Banned undergraduate students allowed to return to MIT

Pending Seattle court case will decide future of executive order

The two undergraduates who had been barred from returning to MIT by President Donald J. Trump’s executive order on immigration were welcomed back to campus Feb. 3.

Niki Rahmati ’18 and Fadi Atieh ’20 were able to return after a Massachusetts court temporarily stayed the order Jan. 29, making it legal for them to fly into Logan Airport.

“We can all be glad that our affected undergraduates have overcome their immediate immigration difficulties and are back with us,” President L. Rafael Reif wrote in an email Friday. “If they or others continue to face challenges in the future, MIT will be by their side.”

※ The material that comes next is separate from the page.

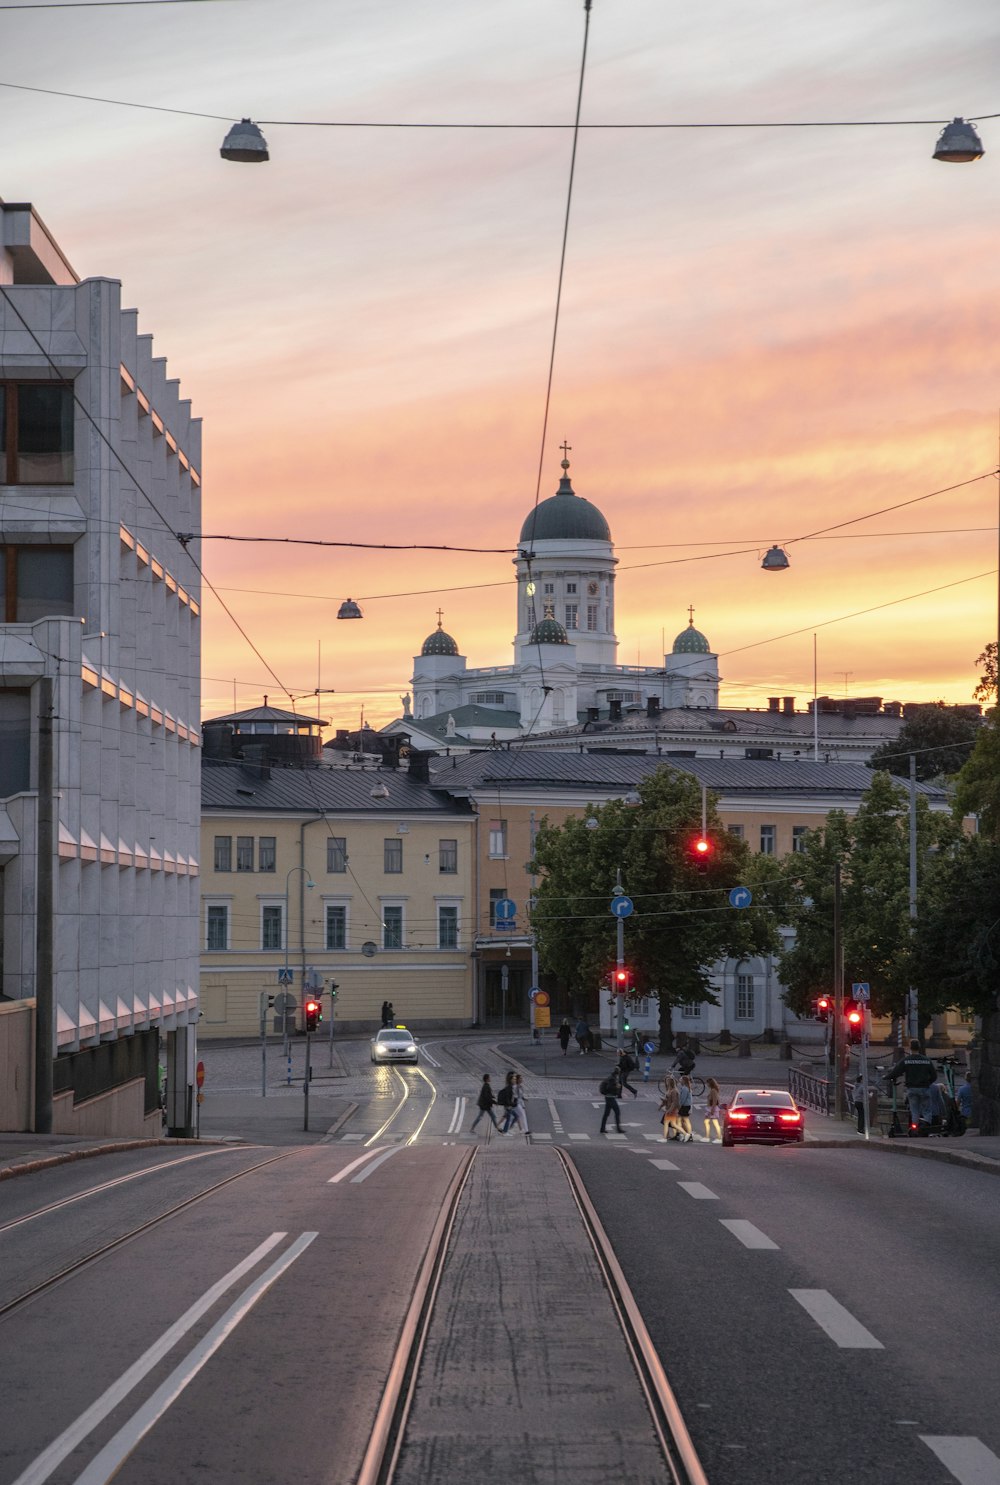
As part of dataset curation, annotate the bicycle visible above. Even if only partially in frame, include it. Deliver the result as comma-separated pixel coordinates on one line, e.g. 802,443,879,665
660,1070,706,1098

“There is no way I can thank MIT enough for this,” Rahmati wrote in a Facebook post Feb. 5. “Chancellor Barnhart was in touch with me every single day, updating me with any new information and guiding me on the next steps I could take. … There were multiple attorneys and deans waiting for Fadi and me at the airport and gave us the warmest welcome ever.”

In the post, she also reflected on her home country. “I might be far from home, and I might not have the chance to travel back home for a while, but I will always have Iran in my heart.”

Aside from the two undergraduates, three other MIT affiliates — two researchers and a visiting student — had been barred by the executive order. All three had arrived back to campus by Sunday, Feb. 5. With their return, no current MIT affiliates are known to be stuck abroad, according to MIT News.

At least eight researchers from the seven countries affected by the ban — Syria, Iran, Iraq, Yemen, Libya, Sudan, Somalia — had received offers to join MIT, but will be unable to acquire visas as long as the order remains in place.

In total, there are over 100 students and researchers from the seven affected countries on campus, according to MIT News.

On Friday, a federal judge in Seattle, Wash. issued an injunction that temporarily blocked enforcement of the immigration order nationwide.

The Justice Department responded Monday, filing an appeal against the judge’s order. The 9th U.S. Circuit Court of Appeals held a hearing Tuesday, where three judges heard oral arguments presented by two lawyers representing the Justice Department and the state of Washington.

A ruling — which could reinstate Trump’s ban or uphold the Seattle judge’s order — is expected later this week.